Employee Confidence
Employee Confidence is an action-focused, performance oriented construct that can be used to forecast and enhance the success of the organization by measuring key components of the workplace environment and its individual employees. Employee Confidence is measured by asking employees about their perceptions of their organizations. There are four key areas—two related to organizational performance and two related to the individual’s personal situation within the organization.
Employees know how their organization is faring, each from their own unique perspective. No employee, including the CEO, has a comprehensive or total understanding of how the organization is doing. Collecting Employee Confidence information from the employee population represents a “group intelligence.” Employees can shed light on organizational performance related issues, offering an accurate predictor of what is actually happening within the organization and a roadmap for organizational improvement.
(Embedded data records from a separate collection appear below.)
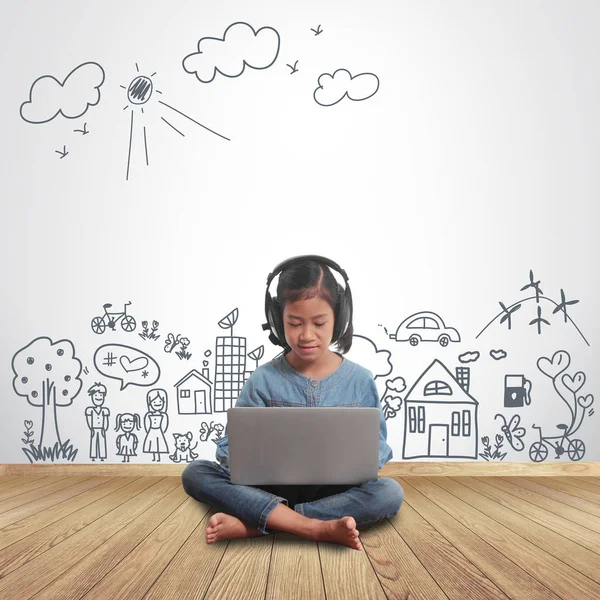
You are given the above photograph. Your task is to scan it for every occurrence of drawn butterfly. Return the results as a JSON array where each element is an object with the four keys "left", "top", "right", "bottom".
[
  {"left": 199, "top": 421, "right": 215, "bottom": 442},
  {"left": 164, "top": 333, "right": 178, "bottom": 353},
  {"left": 494, "top": 413, "right": 526, "bottom": 451}
]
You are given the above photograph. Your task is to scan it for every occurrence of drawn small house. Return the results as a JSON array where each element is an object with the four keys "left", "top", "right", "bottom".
[
  {"left": 175, "top": 368, "right": 212, "bottom": 415},
  {"left": 402, "top": 360, "right": 478, "bottom": 459}
]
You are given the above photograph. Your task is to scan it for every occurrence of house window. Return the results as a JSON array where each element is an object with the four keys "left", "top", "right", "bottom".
[
  {"left": 409, "top": 406, "right": 416, "bottom": 433},
  {"left": 418, "top": 406, "right": 425, "bottom": 433},
  {"left": 451, "top": 411, "right": 460, "bottom": 436},
  {"left": 424, "top": 380, "right": 453, "bottom": 396},
  {"left": 462, "top": 410, "right": 471, "bottom": 436},
  {"left": 180, "top": 390, "right": 190, "bottom": 398}
]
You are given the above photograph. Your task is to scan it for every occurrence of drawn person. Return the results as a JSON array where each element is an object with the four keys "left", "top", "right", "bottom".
[
  {"left": 85, "top": 382, "right": 110, "bottom": 462},
  {"left": 181, "top": 256, "right": 403, "bottom": 551},
  {"left": 115, "top": 413, "right": 141, "bottom": 463},
  {"left": 143, "top": 388, "right": 170, "bottom": 462}
]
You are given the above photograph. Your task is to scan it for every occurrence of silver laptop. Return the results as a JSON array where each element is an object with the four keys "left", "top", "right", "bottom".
[{"left": 227, "top": 407, "right": 380, "bottom": 485}]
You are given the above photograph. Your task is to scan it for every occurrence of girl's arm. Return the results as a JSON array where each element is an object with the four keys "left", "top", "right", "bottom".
[
  {"left": 215, "top": 370, "right": 267, "bottom": 469},
  {"left": 363, "top": 376, "right": 394, "bottom": 470}
]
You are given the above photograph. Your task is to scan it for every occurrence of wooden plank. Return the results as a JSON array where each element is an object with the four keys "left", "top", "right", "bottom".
[
  {"left": 0, "top": 477, "right": 131, "bottom": 552},
  {"left": 35, "top": 486, "right": 195, "bottom": 600},
  {"left": 432, "top": 477, "right": 600, "bottom": 582},
  {"left": 0, "top": 476, "right": 78, "bottom": 513},
  {"left": 573, "top": 476, "right": 600, "bottom": 488},
  {"left": 265, "top": 533, "right": 326, "bottom": 600},
  {"left": 143, "top": 508, "right": 228, "bottom": 600},
  {"left": 403, "top": 476, "right": 600, "bottom": 600},
  {"left": 202, "top": 536, "right": 274, "bottom": 600},
  {"left": 0, "top": 477, "right": 159, "bottom": 578},
  {"left": 3, "top": 461, "right": 600, "bottom": 477},
  {"left": 551, "top": 476, "right": 600, "bottom": 498},
  {"left": 0, "top": 477, "right": 179, "bottom": 599},
  {"left": 0, "top": 476, "right": 51, "bottom": 493},
  {"left": 357, "top": 517, "right": 447, "bottom": 600},
  {"left": 472, "top": 476, "right": 600, "bottom": 546},
  {"left": 0, "top": 476, "right": 104, "bottom": 528},
  {"left": 389, "top": 501, "right": 507, "bottom": 599},
  {"left": 397, "top": 477, "right": 559, "bottom": 600},
  {"left": 515, "top": 477, "right": 600, "bottom": 508}
]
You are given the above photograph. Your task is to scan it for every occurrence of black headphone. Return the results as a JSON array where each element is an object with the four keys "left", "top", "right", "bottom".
[{"left": 261, "top": 255, "right": 353, "bottom": 348}]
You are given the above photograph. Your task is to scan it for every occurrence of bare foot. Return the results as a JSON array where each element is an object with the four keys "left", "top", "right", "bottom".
[
  {"left": 205, "top": 512, "right": 263, "bottom": 544},
  {"left": 315, "top": 516, "right": 363, "bottom": 551}
]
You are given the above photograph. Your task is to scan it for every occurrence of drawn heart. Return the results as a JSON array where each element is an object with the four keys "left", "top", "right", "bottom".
[
  {"left": 578, "top": 394, "right": 594, "bottom": 409},
  {"left": 537, "top": 350, "right": 570, "bottom": 379},
  {"left": 562, "top": 372, "right": 586, "bottom": 393},
  {"left": 120, "top": 355, "right": 149, "bottom": 373}
]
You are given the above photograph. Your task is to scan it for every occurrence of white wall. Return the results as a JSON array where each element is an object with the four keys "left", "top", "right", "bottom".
[{"left": 1, "top": 0, "right": 598, "bottom": 464}]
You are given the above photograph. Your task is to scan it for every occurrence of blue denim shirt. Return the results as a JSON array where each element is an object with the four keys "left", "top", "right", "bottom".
[{"left": 215, "top": 352, "right": 393, "bottom": 471}]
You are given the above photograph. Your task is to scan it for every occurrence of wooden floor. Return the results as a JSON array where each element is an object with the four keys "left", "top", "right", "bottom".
[{"left": 0, "top": 475, "right": 599, "bottom": 599}]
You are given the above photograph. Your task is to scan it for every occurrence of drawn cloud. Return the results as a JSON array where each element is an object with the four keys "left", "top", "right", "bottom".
[
  {"left": 458, "top": 351, "right": 480, "bottom": 364},
  {"left": 314, "top": 69, "right": 380, "bottom": 107},
  {"left": 490, "top": 349, "right": 507, "bottom": 361},
  {"left": 20, "top": 62, "right": 105, "bottom": 124},
  {"left": 182, "top": 22, "right": 280, "bottom": 83}
]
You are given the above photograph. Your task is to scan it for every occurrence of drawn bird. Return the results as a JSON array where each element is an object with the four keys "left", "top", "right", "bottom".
[
  {"left": 552, "top": 288, "right": 579, "bottom": 323},
  {"left": 520, "top": 269, "right": 543, "bottom": 303},
  {"left": 311, "top": 24, "right": 323, "bottom": 36},
  {"left": 286, "top": 60, "right": 299, "bottom": 74},
  {"left": 55, "top": 145, "right": 68, "bottom": 159},
  {"left": 74, "top": 122, "right": 89, "bottom": 135}
]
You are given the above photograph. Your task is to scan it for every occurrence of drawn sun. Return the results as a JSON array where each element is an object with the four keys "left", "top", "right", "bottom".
[{"left": 120, "top": 62, "right": 230, "bottom": 181}]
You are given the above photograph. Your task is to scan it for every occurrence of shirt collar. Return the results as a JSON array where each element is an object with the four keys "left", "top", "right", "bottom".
[{"left": 274, "top": 351, "right": 353, "bottom": 390}]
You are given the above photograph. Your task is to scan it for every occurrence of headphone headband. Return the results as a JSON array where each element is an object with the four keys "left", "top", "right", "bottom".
[{"left": 266, "top": 255, "right": 349, "bottom": 290}]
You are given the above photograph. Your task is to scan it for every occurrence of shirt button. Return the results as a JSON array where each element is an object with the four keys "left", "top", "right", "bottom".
[{"left": 311, "top": 380, "right": 318, "bottom": 387}]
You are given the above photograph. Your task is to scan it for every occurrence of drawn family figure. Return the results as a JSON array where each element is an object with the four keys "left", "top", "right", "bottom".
[
  {"left": 85, "top": 382, "right": 110, "bottom": 461},
  {"left": 143, "top": 388, "right": 170, "bottom": 461},
  {"left": 115, "top": 412, "right": 141, "bottom": 462}
]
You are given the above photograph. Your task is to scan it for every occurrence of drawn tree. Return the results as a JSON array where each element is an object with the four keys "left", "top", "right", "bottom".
[{"left": 12, "top": 337, "right": 82, "bottom": 450}]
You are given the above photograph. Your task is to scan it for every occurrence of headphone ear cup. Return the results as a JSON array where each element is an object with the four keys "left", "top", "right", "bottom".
[
  {"left": 333, "top": 283, "right": 351, "bottom": 343},
  {"left": 269, "top": 299, "right": 286, "bottom": 346}
]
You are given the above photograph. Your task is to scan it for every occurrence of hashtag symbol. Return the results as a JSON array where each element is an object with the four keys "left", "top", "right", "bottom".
[{"left": 103, "top": 352, "right": 116, "bottom": 367}]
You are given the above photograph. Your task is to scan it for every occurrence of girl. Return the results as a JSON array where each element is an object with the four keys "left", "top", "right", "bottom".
[
  {"left": 115, "top": 412, "right": 141, "bottom": 463},
  {"left": 182, "top": 255, "right": 404, "bottom": 551},
  {"left": 142, "top": 388, "right": 170, "bottom": 462}
]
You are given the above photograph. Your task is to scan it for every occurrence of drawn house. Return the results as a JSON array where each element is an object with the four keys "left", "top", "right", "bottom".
[
  {"left": 175, "top": 368, "right": 212, "bottom": 415},
  {"left": 402, "top": 360, "right": 478, "bottom": 459}
]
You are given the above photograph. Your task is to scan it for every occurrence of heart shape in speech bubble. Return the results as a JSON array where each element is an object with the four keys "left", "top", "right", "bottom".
[{"left": 120, "top": 355, "right": 149, "bottom": 373}]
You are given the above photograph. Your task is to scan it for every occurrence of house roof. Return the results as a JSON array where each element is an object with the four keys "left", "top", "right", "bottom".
[
  {"left": 404, "top": 359, "right": 478, "bottom": 405},
  {"left": 174, "top": 369, "right": 211, "bottom": 388}
]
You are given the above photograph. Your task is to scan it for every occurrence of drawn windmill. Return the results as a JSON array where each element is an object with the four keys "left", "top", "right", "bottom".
[
  {"left": 520, "top": 270, "right": 543, "bottom": 303},
  {"left": 529, "top": 305, "right": 550, "bottom": 334},
  {"left": 498, "top": 301, "right": 521, "bottom": 331},
  {"left": 552, "top": 289, "right": 579, "bottom": 323}
]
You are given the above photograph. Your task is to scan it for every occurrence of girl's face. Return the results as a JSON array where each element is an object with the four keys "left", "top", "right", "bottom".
[{"left": 282, "top": 296, "right": 335, "bottom": 366}]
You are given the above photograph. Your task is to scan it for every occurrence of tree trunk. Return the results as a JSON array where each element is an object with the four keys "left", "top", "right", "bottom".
[{"left": 40, "top": 379, "right": 62, "bottom": 449}]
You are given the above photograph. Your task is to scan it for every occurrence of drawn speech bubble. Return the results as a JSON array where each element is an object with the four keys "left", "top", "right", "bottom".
[{"left": 93, "top": 344, "right": 160, "bottom": 390}]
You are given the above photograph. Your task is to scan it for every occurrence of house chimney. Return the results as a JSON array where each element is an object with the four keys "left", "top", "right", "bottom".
[
  {"left": 455, "top": 367, "right": 470, "bottom": 393},
  {"left": 202, "top": 367, "right": 210, "bottom": 382}
]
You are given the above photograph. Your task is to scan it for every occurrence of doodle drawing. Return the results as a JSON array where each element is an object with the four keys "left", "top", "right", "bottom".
[
  {"left": 503, "top": 374, "right": 532, "bottom": 408},
  {"left": 12, "top": 337, "right": 81, "bottom": 462},
  {"left": 115, "top": 413, "right": 141, "bottom": 462},
  {"left": 169, "top": 432, "right": 198, "bottom": 463},
  {"left": 91, "top": 302, "right": 136, "bottom": 334},
  {"left": 199, "top": 421, "right": 225, "bottom": 443},
  {"left": 388, "top": 311, "right": 460, "bottom": 347},
  {"left": 314, "top": 69, "right": 380, "bottom": 107},
  {"left": 402, "top": 360, "right": 479, "bottom": 459},
  {"left": 142, "top": 388, "right": 170, "bottom": 462},
  {"left": 174, "top": 368, "right": 213, "bottom": 414},
  {"left": 93, "top": 343, "right": 160, "bottom": 390},
  {"left": 55, "top": 145, "right": 68, "bottom": 159},
  {"left": 494, "top": 413, "right": 526, "bottom": 451},
  {"left": 85, "top": 382, "right": 110, "bottom": 461}
]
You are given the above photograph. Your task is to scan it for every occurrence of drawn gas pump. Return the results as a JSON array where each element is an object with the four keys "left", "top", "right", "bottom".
[{"left": 504, "top": 374, "right": 532, "bottom": 408}]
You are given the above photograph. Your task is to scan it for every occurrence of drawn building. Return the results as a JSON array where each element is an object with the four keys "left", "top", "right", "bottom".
[
  {"left": 402, "top": 360, "right": 478, "bottom": 459},
  {"left": 214, "top": 336, "right": 252, "bottom": 413},
  {"left": 174, "top": 368, "right": 212, "bottom": 414}
]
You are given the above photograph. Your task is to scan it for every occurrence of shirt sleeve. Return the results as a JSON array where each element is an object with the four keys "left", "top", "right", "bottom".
[
  {"left": 215, "top": 370, "right": 266, "bottom": 469},
  {"left": 363, "top": 375, "right": 394, "bottom": 470}
]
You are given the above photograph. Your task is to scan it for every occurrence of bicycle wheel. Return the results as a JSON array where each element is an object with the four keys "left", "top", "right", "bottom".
[
  {"left": 91, "top": 317, "right": 105, "bottom": 334},
  {"left": 529, "top": 441, "right": 547, "bottom": 462},
  {"left": 568, "top": 439, "right": 585, "bottom": 461},
  {"left": 121, "top": 316, "right": 136, "bottom": 332}
]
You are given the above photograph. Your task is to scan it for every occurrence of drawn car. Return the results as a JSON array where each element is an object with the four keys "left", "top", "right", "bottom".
[{"left": 388, "top": 312, "right": 461, "bottom": 347}]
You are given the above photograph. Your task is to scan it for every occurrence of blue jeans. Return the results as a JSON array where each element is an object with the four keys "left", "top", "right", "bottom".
[{"left": 181, "top": 459, "right": 404, "bottom": 535}]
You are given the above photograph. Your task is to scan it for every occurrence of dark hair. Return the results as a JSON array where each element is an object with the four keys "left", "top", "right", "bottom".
[{"left": 275, "top": 258, "right": 353, "bottom": 354}]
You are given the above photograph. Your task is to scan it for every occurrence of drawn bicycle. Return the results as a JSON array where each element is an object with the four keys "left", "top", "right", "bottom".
[
  {"left": 528, "top": 422, "right": 585, "bottom": 462},
  {"left": 91, "top": 302, "right": 137, "bottom": 334}
]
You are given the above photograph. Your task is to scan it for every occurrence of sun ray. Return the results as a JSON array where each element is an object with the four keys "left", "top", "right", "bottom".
[
  {"left": 143, "top": 126, "right": 149, "bottom": 165},
  {"left": 158, "top": 100, "right": 230, "bottom": 141},
  {"left": 135, "top": 63, "right": 139, "bottom": 72},
  {"left": 126, "top": 110, "right": 134, "bottom": 181},
  {"left": 161, "top": 116, "right": 185, "bottom": 136}
]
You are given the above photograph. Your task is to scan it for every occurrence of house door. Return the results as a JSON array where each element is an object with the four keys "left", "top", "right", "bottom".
[
  {"left": 428, "top": 424, "right": 449, "bottom": 457},
  {"left": 195, "top": 390, "right": 207, "bottom": 413}
]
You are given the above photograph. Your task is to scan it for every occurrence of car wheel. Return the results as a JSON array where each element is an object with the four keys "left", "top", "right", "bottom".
[
  {"left": 439, "top": 335, "right": 449, "bottom": 347},
  {"left": 409, "top": 335, "right": 419, "bottom": 346}
]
Four Dimensions of Employee Confidence
Kenexa characterizes Employee Confidence in four dimensions, which represent the framework for stimulating confidence within the organization.

There are two sub-dimensions to Employee Confidence, Organizational Confidence and Personal Confidence. The internal part of Organizational Confidence focuses on the internal functioning of the organization (e.g. managed well, effective business processes and financial health). The external part of Organizational Confidence focuses on the environment in which the organization operates (e.g. industry health, competitiveness, attractiveness of products and services).
The internal part of Personal Confidence focuses on the employee’s future with his/her current employer and is the traditional driver of how employee loyalty was generated from the employee’s perspective (e.g. job security, promising future, preparation for future). The external part of Personal Confidence asks about the employee’s perception of what would happen to him/her if he/she had to go into the job market (e.g. skills would allow him/her to find a similar job with similar pay and others are hiring people with similar skill sets).
When examined within the organization, the organization as a whole, the industry in which the organization is embedded and at the country level, Measures of Employee Confidence affect and reflect:
- The employee’s own behavior
- Organizational performance
- Industry trends
- Country level macro-economic factors
Overall, Employee Confidence has been found to relate to multiple economic and business performance outcomes at the individual, organizational, industry and country levels.
Creating Employee Confidence
Given all the evidence regarding the implication of higher versus lower levels of Employee Confidence, a natural question that arises is, “What can be done to affect the levels of Employee Confidence within an organization?” The findings so far suggest that by concentrating on four key areas, an organization can impact the degree of Employee Confidence that its employees exhibit. These key areas are:
- Improving on the Way Business is Conducted
Use the current situation as a window of opportunity to improve internal processes/relationships and tackle issues that will increase effectiveness, but have been put off, and do so in a visible/communicative fashion.
- Reinvigorating the Organization’s Competitiveness
Ensure that your services/products are competitive, current and better than the competition. Understand the market and the demand for your products/services and deliver a product that will meet those needs.
- Providing Current Reassurance
Assure that organizational members can thrive in the current environment, providing reassurance where possible and communicating extensively. Create an environment of fairness and equality
- Providing Longer-Term Alternatives
Provide mechanisms (e.g. experiences, training) where individuals feel equipped to thrive/prosper in alternative environments to the current organization. The value proposition to employees is to provide skills and experience that equips them for life and a meaningful career, not for a specific job.